Plane’s transmitter
lacked power

A disconnected battery would
prevent distress signals from being sent

By Gary T. Kubota

WAILUKU >> Search crews may have been unable to receive distress signals from an airplane that crashed killing four people on Maui because the battery was separated from the transmitter, according to a federal investigator.

"That could be a possible reason," National Transportation Safety Board investigator Tealeye Cornejo said yesterday.

Cornejo said that when she arrived at the crash site, she found the battery was not connected to the emergency locator transmitter, a device that is supposed to send off a distress signal when the airplane crashes.

"I found the battery was in the cockpit," she said.

The single-engine Cessna Cardinal 177 took off from Kahului Airport at about 2 p.m. on July 13 with pilot Stephen Betsill and three of his relatives taking an air tour.

Betsill flew under clear skies to Molokai, then to Lahaina and back to the Valley Isle with the last radio transmission at 4:16 p.m. at Keanae in east Maui, family members said.

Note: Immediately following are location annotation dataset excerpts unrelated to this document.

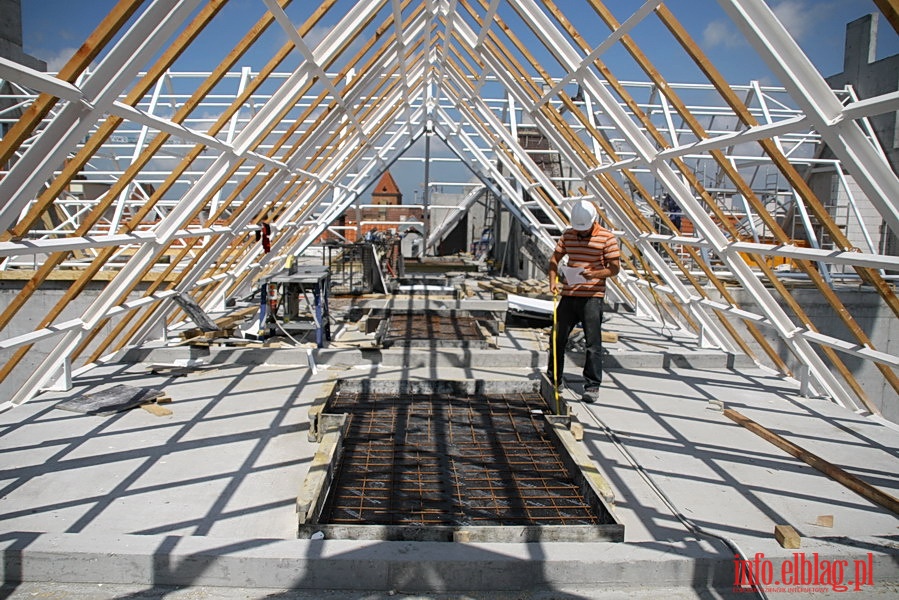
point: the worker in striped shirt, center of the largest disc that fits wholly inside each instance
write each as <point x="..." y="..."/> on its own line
<point x="593" y="256"/>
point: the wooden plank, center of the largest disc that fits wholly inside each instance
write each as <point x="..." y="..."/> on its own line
<point x="852" y="482"/>
<point x="155" y="409"/>
<point x="786" y="536"/>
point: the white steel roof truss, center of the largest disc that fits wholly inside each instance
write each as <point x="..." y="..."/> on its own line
<point x="709" y="230"/>
<point x="146" y="37"/>
<point x="819" y="103"/>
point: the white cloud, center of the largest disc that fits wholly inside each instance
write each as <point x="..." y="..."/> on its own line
<point x="797" y="17"/>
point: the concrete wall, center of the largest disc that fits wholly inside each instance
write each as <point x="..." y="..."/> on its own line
<point x="870" y="77"/>
<point x="873" y="316"/>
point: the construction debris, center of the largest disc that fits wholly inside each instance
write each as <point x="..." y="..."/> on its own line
<point x="111" y="400"/>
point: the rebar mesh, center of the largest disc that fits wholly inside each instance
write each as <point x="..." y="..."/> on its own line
<point x="430" y="326"/>
<point x="446" y="460"/>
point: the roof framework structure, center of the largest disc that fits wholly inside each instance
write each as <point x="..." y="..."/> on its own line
<point x="191" y="163"/>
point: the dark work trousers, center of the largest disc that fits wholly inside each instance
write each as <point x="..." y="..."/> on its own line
<point x="570" y="312"/>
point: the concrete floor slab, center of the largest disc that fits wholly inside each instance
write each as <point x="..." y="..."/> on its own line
<point x="205" y="496"/>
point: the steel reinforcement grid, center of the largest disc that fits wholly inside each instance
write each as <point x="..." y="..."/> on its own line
<point x="420" y="460"/>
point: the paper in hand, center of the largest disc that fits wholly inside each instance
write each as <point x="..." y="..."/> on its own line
<point x="573" y="274"/>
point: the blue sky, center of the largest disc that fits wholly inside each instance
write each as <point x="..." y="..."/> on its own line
<point x="53" y="29"/>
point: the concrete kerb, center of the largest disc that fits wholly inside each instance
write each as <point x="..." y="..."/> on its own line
<point x="327" y="564"/>
<point x="427" y="357"/>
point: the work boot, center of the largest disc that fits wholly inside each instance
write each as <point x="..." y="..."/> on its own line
<point x="591" y="395"/>
<point x="560" y="384"/>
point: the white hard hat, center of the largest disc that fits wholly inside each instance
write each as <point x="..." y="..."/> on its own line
<point x="583" y="213"/>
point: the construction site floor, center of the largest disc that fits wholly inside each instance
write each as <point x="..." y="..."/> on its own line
<point x="201" y="503"/>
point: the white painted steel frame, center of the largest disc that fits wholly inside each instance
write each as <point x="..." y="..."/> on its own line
<point x="453" y="106"/>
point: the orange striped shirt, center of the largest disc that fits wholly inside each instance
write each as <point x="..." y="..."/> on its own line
<point x="591" y="251"/>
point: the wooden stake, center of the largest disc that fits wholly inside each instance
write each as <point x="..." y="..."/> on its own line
<point x="862" y="488"/>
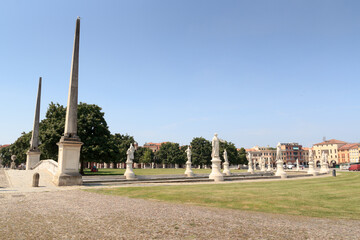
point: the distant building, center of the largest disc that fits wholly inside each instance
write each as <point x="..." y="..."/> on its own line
<point x="345" y="150"/>
<point x="291" y="152"/>
<point x="331" y="147"/>
<point x="265" y="152"/>
<point x="5" y="145"/>
<point x="354" y="153"/>
<point x="153" y="146"/>
<point x="305" y="155"/>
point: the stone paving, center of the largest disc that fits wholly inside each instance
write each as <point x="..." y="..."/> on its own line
<point x="76" y="214"/>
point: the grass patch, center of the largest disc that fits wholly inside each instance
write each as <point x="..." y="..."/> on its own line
<point x="149" y="171"/>
<point x="328" y="197"/>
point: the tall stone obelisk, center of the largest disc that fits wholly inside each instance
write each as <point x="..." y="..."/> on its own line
<point x="33" y="155"/>
<point x="70" y="144"/>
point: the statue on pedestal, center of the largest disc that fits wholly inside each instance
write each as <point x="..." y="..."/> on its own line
<point x="226" y="164"/>
<point x="250" y="163"/>
<point x="129" y="173"/>
<point x="188" y="171"/>
<point x="279" y="162"/>
<point x="215" y="172"/>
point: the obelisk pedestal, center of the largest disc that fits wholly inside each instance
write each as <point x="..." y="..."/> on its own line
<point x="215" y="172"/>
<point x="188" y="171"/>
<point x="68" y="160"/>
<point x="280" y="168"/>
<point x="32" y="158"/>
<point x="226" y="169"/>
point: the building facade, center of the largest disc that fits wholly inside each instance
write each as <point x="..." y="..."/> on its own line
<point x="331" y="147"/>
<point x="153" y="146"/>
<point x="265" y="152"/>
<point x="354" y="153"/>
<point x="291" y="152"/>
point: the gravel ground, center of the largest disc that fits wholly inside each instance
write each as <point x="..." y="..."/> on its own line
<point x="77" y="214"/>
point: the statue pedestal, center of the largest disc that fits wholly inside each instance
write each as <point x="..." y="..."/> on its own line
<point x="311" y="168"/>
<point x="215" y="173"/>
<point x="32" y="158"/>
<point x="280" y="169"/>
<point x="324" y="168"/>
<point x="226" y="169"/>
<point x="188" y="171"/>
<point x="69" y="156"/>
<point x="269" y="169"/>
<point x="129" y="173"/>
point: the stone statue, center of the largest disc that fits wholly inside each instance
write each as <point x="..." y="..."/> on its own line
<point x="250" y="163"/>
<point x="225" y="156"/>
<point x="188" y="153"/>
<point x="188" y="170"/>
<point x="226" y="164"/>
<point x="279" y="163"/>
<point x="278" y="151"/>
<point x="130" y="153"/>
<point x="215" y="143"/>
<point x="216" y="162"/>
<point x="129" y="173"/>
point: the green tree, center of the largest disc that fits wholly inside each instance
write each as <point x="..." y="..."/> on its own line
<point x="51" y="130"/>
<point x="201" y="151"/>
<point x="170" y="153"/>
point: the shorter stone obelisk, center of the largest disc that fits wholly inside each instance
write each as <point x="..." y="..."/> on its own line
<point x="269" y="169"/>
<point x="324" y="165"/>
<point x="250" y="163"/>
<point x="297" y="165"/>
<point x="226" y="164"/>
<point x="279" y="162"/>
<point x="311" y="163"/>
<point x="13" y="164"/>
<point x="262" y="164"/>
<point x="216" y="161"/>
<point x="33" y="154"/>
<point x="188" y="171"/>
<point x="129" y="172"/>
<point x="70" y="144"/>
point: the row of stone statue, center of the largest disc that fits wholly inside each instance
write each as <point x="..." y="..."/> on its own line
<point x="216" y="162"/>
<point x="215" y="173"/>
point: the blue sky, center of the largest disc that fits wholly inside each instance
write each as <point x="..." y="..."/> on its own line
<point x="256" y="72"/>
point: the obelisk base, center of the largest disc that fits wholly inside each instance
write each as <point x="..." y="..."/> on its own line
<point x="189" y="171"/>
<point x="311" y="168"/>
<point x="280" y="169"/>
<point x="68" y="163"/>
<point x="215" y="172"/>
<point x="129" y="172"/>
<point x="324" y="168"/>
<point x="32" y="158"/>
<point x="226" y="169"/>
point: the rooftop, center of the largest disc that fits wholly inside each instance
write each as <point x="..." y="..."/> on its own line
<point x="331" y="141"/>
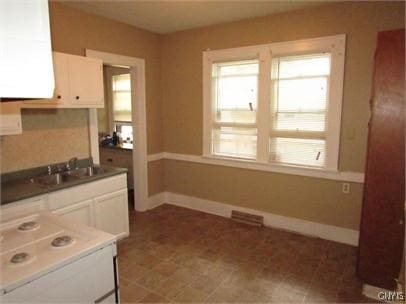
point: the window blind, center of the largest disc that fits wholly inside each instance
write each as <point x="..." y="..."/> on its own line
<point x="122" y="98"/>
<point x="235" y="98"/>
<point x="300" y="86"/>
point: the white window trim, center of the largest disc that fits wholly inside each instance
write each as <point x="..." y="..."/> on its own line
<point x="333" y="44"/>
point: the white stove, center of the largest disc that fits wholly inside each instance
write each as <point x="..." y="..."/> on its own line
<point x="45" y="258"/>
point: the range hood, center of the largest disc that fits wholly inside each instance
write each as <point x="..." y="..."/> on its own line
<point x="26" y="67"/>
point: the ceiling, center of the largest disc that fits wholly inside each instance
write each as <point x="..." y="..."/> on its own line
<point x="167" y="16"/>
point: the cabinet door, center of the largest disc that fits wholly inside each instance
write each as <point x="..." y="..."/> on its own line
<point x="10" y="118"/>
<point x="111" y="213"/>
<point x="86" y="81"/>
<point x="81" y="213"/>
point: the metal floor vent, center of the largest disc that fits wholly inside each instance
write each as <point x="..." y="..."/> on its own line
<point x="250" y="219"/>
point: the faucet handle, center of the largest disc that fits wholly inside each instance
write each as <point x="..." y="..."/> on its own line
<point x="72" y="161"/>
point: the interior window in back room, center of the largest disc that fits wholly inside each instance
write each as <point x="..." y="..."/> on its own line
<point x="121" y="97"/>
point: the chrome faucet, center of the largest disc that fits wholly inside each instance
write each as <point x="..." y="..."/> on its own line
<point x="71" y="164"/>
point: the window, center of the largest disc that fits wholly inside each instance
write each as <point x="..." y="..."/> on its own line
<point x="122" y="119"/>
<point x="235" y="97"/>
<point x="278" y="103"/>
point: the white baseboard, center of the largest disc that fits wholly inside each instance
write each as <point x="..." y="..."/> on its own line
<point x="156" y="200"/>
<point x="328" y="232"/>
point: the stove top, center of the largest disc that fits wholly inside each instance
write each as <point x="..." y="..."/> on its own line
<point x="38" y="243"/>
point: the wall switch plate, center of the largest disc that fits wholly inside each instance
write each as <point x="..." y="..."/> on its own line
<point x="346" y="188"/>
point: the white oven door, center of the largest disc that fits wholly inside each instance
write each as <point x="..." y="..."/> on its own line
<point x="90" y="279"/>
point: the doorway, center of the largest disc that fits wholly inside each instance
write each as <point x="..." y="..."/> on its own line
<point x="136" y="68"/>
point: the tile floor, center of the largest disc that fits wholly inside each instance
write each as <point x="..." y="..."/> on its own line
<point x="182" y="256"/>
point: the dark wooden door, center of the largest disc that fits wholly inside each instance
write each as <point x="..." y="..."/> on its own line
<point x="382" y="227"/>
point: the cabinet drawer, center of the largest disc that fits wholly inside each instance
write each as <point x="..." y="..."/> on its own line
<point x="21" y="208"/>
<point x="65" y="197"/>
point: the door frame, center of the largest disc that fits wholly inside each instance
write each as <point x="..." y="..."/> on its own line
<point x="138" y="104"/>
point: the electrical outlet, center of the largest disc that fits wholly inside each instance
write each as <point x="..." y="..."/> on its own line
<point x="346" y="188"/>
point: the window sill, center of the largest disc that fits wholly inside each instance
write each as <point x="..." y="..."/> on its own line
<point x="283" y="169"/>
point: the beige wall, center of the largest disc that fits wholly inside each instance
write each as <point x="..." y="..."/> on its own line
<point x="49" y="136"/>
<point x="72" y="32"/>
<point x="306" y="198"/>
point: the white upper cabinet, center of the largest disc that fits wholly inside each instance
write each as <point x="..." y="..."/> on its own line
<point x="78" y="83"/>
<point x="86" y="81"/>
<point x="26" y="69"/>
<point x="10" y="118"/>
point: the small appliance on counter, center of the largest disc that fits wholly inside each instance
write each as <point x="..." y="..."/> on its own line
<point x="47" y="259"/>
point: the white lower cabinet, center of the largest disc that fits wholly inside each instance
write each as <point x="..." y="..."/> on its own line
<point x="102" y="204"/>
<point x="80" y="212"/>
<point x="23" y="207"/>
<point x="110" y="211"/>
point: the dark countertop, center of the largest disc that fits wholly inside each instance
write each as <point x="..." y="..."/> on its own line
<point x="120" y="148"/>
<point x="15" y="189"/>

A U.S. Coast Guard airplane and county and private helicopter crews did not detect signals from the emergency locator transmitter and searched until the morning of July 15, when one of Betsill's relatives saw the airplane in the forest in Nahiku.

Anton Stammberger, a former co-owner of the airplane, said the emergency locator transmitter is within the tail section and could have ended up in the cockpit in a crash if it was not secured "totally down."

"The battery could have flown off the ELT," Stammberger said.

A preliminary report about the crash should be available by the end of this week, according to the NTSB.

Federal officials said the initial investigation has found no indication of fuel contamination or a lack of fuel as factors contributing to the crash.

Cornejo said a preliminary examination found the airplane engine was working and capable of producing power.

She said the investigation has not been narrowed to anything specific.

"We're looking into all aspects of the accident," she said.

Safety Board spokeswoman Lauren Peduzzi said the investigator is still awaiting radar information to determine the exact route of the airplane and a toxicological report about the pilot will take several weeks because of laboratory tests required in Oklahoma City.

She said investigators completed an examination of the wreckage Friday but were continuing to examine document and conduct interviews.

Federal Aviation Administration officials said Betsill had received his pilot certification in October to fly by visual flight rules and was working on his certification to fly by instrument.

Those killed in the crash included Betsill, 47, sales and marketing manager of Betsill Brothers Construction Inc.; his cousin Jerry Betsill, 44, an attorney who lives in Forth Worth, Texas; Jerry's daughter Emma, 11; and Jerry's grandniece Merideth Fenimore, 10.